Life is a dance, a rhythmic flow of movement that gracefully undulates with give and take. Unless you’ve seen me dance, then it’s more like a manic seizure set to music. But I digress. My point is that sometimes you have to take a step back to look forward, and that’s where our story begins. Let’s review saturated fats relationship with heart disease. Back in the 1950’s we were told to eat corn and sunflower oils as healthy alternatives to saturated fat. As our consumption of polyunsaturated fats rose so did the rate of heart disease. Food companies developed new “non-fat” versions replacing fat with carbohydrates and synthetic chemicals and thus heart disease flourished. The net result was a population scared of saturated fat yet driving themselves to diabetes and heart disease in record numbers by eating an abundance of high glycemic carbohydrates and processed food.

More Good, Less Bad
The term “saturated fat” became synonymous with red meat and eggs. Once again I will take one step back by saying I am about to discuss grass fed organic beef because that is the only red meat any health conscious carnivore would eat, right? Your standard grocery store beef is full of hormones and antibiotics and we’re just not going to go there. Break red meat down into its components and you will find that most of its fat is the healthy oleic acid, the same fat in olive oil that we have been encouraged to eat. Only 35% of the total fat is saturated and that is the very component that helps increase our beneficial HDL. Multiple studies have shown us that an elevated HDL is good for our heart and blood vessels. A low HDL level is the very factor that most reliably predicts those at risk for heart attacks. Saturated fats actually increase the beneficial HDL in our bodies, which in turn have a direct function in removing the harmful LDL. Oh, and by the way, lets not overlook the healthy omega 3 fats that come naturally when you feed cattle grass instead of grain.

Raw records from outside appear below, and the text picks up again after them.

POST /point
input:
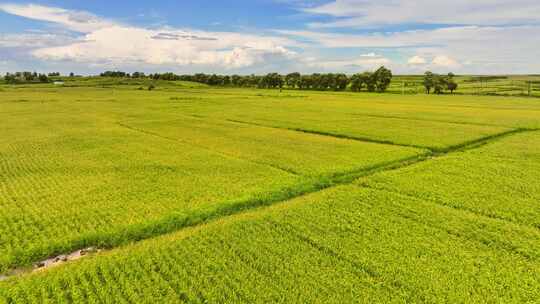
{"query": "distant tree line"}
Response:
(25, 77)
(439, 83)
(377, 81)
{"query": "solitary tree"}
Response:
(292, 80)
(428, 81)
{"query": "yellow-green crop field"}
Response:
(195, 194)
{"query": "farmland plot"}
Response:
(74, 178)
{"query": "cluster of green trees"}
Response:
(25, 77)
(439, 83)
(377, 81)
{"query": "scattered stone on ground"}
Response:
(63, 258)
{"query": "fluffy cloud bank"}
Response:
(107, 42)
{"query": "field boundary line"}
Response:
(433, 120)
(331, 134)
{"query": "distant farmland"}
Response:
(190, 193)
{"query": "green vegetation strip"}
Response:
(338, 245)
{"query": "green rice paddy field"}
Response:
(207, 195)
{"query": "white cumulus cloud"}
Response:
(107, 42)
(416, 60)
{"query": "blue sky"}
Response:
(484, 37)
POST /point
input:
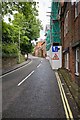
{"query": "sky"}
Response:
(44, 7)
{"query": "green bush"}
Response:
(10, 50)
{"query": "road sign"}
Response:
(54, 48)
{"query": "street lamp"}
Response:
(19, 41)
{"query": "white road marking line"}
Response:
(39, 65)
(15, 70)
(64, 99)
(25, 78)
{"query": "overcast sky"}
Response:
(44, 7)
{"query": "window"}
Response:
(67, 60)
(77, 61)
(76, 8)
(66, 24)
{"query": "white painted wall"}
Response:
(55, 64)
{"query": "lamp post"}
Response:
(19, 44)
(19, 41)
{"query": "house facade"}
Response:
(40, 49)
(70, 36)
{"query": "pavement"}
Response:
(68, 88)
(32, 92)
(9, 69)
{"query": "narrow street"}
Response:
(35, 96)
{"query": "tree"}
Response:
(24, 21)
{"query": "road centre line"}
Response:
(15, 70)
(25, 78)
(39, 65)
(64, 99)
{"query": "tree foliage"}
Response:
(25, 22)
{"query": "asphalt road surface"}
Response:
(32, 91)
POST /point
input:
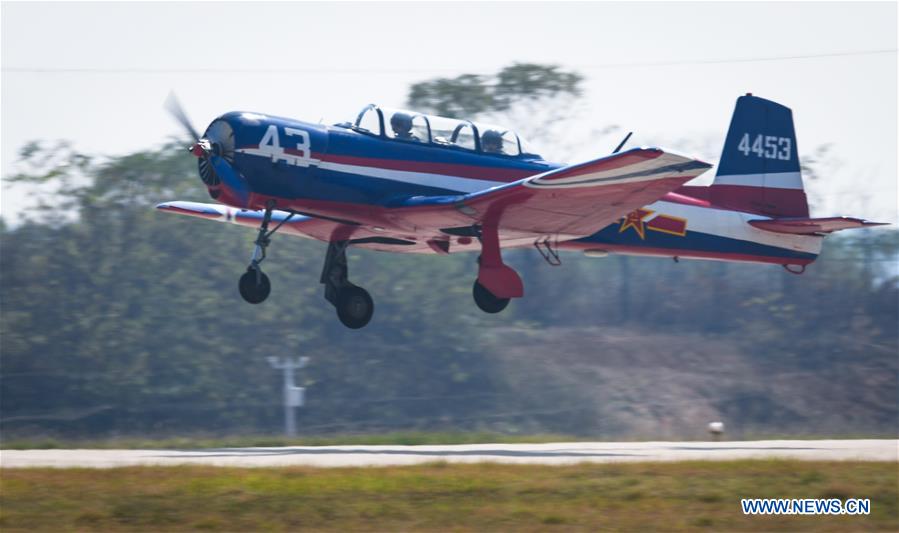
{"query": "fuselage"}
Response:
(339, 173)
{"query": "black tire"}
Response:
(486, 301)
(355, 307)
(252, 290)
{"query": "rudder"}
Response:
(759, 170)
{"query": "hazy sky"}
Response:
(315, 61)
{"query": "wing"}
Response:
(300, 226)
(570, 202)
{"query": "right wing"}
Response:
(570, 202)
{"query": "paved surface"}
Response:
(551, 454)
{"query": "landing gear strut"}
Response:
(254, 285)
(497, 283)
(353, 303)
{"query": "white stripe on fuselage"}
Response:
(780, 180)
(425, 179)
(734, 225)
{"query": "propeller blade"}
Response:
(173, 106)
(231, 179)
(621, 145)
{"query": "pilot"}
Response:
(492, 142)
(402, 126)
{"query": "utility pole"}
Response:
(293, 396)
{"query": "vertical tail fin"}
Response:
(759, 169)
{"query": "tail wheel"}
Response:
(354, 307)
(486, 301)
(254, 286)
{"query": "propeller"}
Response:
(173, 106)
(209, 153)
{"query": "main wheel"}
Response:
(354, 307)
(486, 301)
(254, 290)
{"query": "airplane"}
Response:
(407, 182)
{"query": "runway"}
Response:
(390, 455)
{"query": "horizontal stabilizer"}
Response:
(812, 226)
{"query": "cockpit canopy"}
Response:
(413, 127)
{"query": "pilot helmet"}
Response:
(492, 141)
(401, 123)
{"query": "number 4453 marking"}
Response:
(768, 146)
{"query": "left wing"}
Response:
(569, 202)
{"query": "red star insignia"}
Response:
(634, 219)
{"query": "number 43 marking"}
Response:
(769, 146)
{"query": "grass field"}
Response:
(440, 496)
(398, 437)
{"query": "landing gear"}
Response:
(353, 303)
(254, 285)
(486, 301)
(497, 283)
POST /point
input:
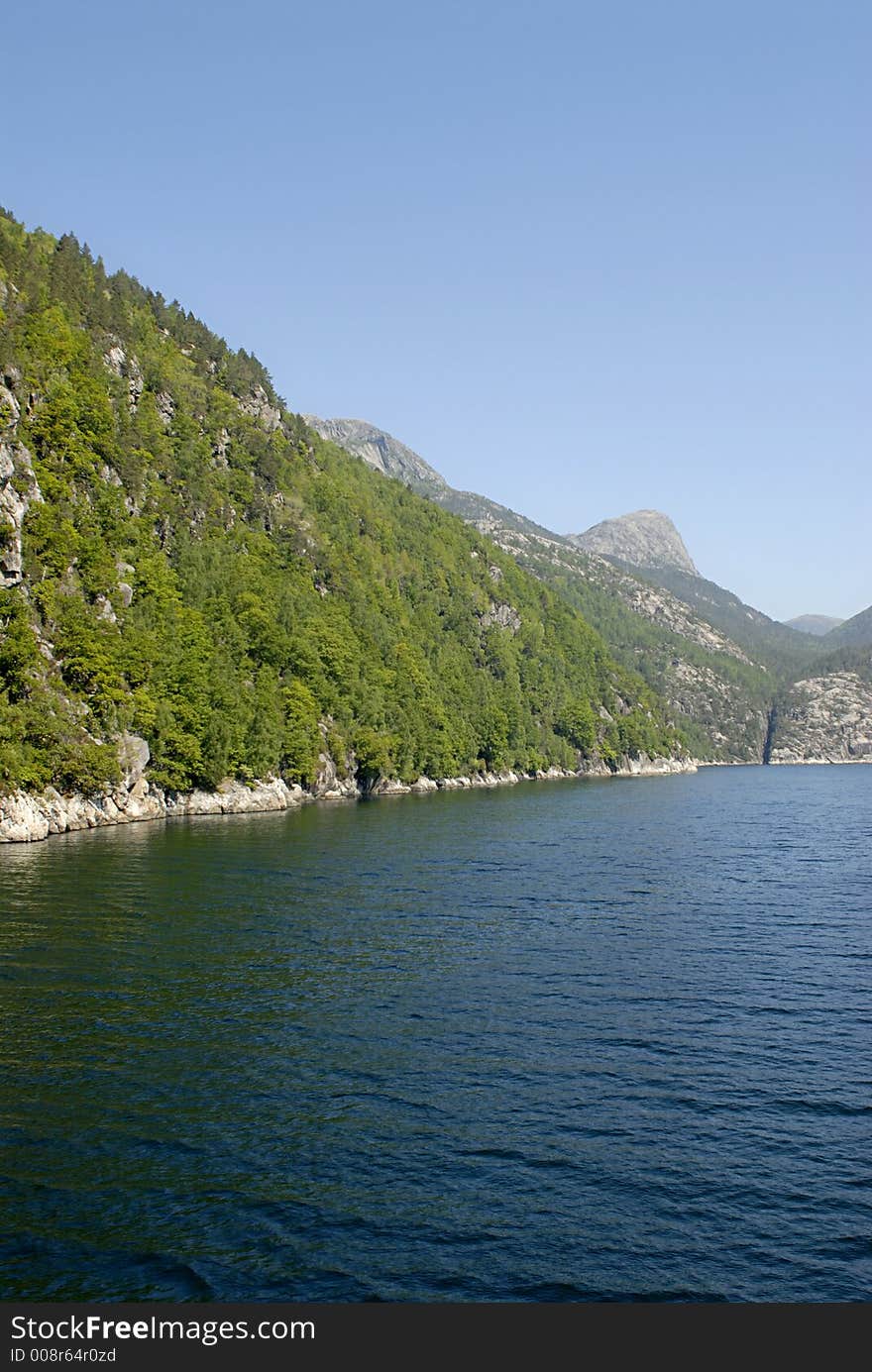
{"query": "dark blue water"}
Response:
(558, 1041)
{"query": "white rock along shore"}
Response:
(28, 818)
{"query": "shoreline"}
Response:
(28, 816)
(33, 816)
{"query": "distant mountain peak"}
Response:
(380, 450)
(644, 538)
(815, 624)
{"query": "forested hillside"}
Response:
(184, 560)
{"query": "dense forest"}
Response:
(183, 559)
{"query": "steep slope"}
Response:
(711, 686)
(851, 633)
(722, 667)
(646, 539)
(815, 624)
(195, 580)
(391, 457)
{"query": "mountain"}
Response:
(199, 591)
(851, 633)
(719, 695)
(387, 455)
(646, 539)
(729, 674)
(381, 452)
(815, 624)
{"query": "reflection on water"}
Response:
(561, 1041)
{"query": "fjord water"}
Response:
(556, 1041)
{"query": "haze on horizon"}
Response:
(584, 263)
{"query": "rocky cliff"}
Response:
(646, 539)
(824, 719)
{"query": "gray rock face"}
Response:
(825, 719)
(380, 450)
(127, 367)
(259, 406)
(815, 624)
(18, 484)
(644, 538)
(502, 615)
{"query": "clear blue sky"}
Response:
(584, 259)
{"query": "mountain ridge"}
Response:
(646, 538)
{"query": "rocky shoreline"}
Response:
(29, 818)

Enough “Experts” – What Do Population Studies Tell Us?
Cultural studies of Polynesian tribes who consume a diet high in saturated fat show low occurrence of heart disease. The Swiss have higher cholesterol levels than Americans yet suffer fewer heart attacks. A Swedish study looking at obesity in children showed that a LOW fat intake was associated with a higher BMI (body fat) and blamed insulin resistance secondary to high carbohydrate diets. These diets lacked adequate omega 3 fats, vitamin D, and iron. A recent study of low fat diets showed that patients placed on a low (18%) fat diet experienced a 9% reduction in cardiovascular risk while those on a moderate fat (33%) enjoyed a 14% reduction in cardiovascular risk.